Polar Bear Single Mothers

Polar Bear Single Mothers

ABC’s Neal Karlinsky takes a look at the special bond between Polar Bear mothers and their cubs. Outside of Churchill, Manitoba in the high Canadian Arctic, the most well-studied polar bears emerge from their winter dens.

Every year wildlife photographers flock to the frozen north in late spring to watch the new polar bear cubs emerge from their underground snow caves and glimpse daylight for the first time.

Male bears are hundreds of miles away already, feeding on the still-frozen Hudson Bay. So it is up to the mother bears to teach their cubs all they need to know to survive.

World Wildlife Fund biologist Pete Ewins says that mother bears used to have two cubs each year. Now it is much more common to see a mother polar bear with only one. “The bears are definitely in decline,” he adds.

According to the World Wildlife Fund the biggest threat to the bears is climate change.
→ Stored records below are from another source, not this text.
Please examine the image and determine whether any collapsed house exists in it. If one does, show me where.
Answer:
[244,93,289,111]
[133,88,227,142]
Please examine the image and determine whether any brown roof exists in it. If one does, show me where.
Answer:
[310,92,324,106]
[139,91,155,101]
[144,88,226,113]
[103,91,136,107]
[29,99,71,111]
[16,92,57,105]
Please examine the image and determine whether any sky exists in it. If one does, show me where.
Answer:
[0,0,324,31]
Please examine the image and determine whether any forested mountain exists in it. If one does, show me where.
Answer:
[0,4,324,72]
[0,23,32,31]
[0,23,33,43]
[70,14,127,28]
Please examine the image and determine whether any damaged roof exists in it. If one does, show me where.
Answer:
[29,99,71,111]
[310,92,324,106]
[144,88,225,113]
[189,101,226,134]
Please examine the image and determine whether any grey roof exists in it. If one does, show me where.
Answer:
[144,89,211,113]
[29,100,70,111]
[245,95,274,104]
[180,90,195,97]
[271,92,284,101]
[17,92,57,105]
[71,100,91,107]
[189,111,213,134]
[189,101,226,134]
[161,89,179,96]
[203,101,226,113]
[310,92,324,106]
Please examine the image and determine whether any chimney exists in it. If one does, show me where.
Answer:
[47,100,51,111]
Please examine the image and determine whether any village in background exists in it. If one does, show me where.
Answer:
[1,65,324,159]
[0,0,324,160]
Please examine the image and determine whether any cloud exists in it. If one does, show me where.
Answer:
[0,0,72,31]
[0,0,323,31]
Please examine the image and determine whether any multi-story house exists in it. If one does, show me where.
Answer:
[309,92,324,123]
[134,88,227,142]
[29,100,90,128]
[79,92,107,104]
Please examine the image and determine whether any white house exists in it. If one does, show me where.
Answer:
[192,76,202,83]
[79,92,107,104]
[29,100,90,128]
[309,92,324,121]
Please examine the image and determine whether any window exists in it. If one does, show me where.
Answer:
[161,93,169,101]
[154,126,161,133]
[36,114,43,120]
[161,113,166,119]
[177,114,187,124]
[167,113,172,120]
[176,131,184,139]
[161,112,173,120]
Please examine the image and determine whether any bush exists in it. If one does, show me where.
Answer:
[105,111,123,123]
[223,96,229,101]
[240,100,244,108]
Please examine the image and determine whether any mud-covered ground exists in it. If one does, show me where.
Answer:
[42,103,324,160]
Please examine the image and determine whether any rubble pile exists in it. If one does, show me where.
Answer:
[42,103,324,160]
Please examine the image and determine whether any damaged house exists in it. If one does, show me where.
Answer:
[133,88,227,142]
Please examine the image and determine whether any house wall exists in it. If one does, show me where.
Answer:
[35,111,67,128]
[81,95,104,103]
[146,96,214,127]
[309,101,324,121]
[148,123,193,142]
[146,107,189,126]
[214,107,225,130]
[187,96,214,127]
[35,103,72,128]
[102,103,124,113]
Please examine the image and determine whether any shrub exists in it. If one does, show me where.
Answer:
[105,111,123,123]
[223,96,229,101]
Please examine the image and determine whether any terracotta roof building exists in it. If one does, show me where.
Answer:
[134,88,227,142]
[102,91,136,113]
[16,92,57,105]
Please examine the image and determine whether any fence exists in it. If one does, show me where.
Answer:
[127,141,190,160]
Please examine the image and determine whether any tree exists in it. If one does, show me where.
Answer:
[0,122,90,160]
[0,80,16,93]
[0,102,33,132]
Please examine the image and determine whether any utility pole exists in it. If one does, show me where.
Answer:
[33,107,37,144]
The conservation groups says the Arctic is especially hard hit, with winter temperatures in northeastern Canada now more than 18 degrees Fahrenheit warmer than normal, and continuing to climb.

The photographers shiver in the minus 40 degree temperatures so the Arctic is still cold. But significantly warmer winter temperatures melt sea ice that polar bears depend on to reach seals and other food. That means malnourished mothers are having to trudge through deep snow longer in search of food, which jeopardizes their ability to bring bear cubs to full term.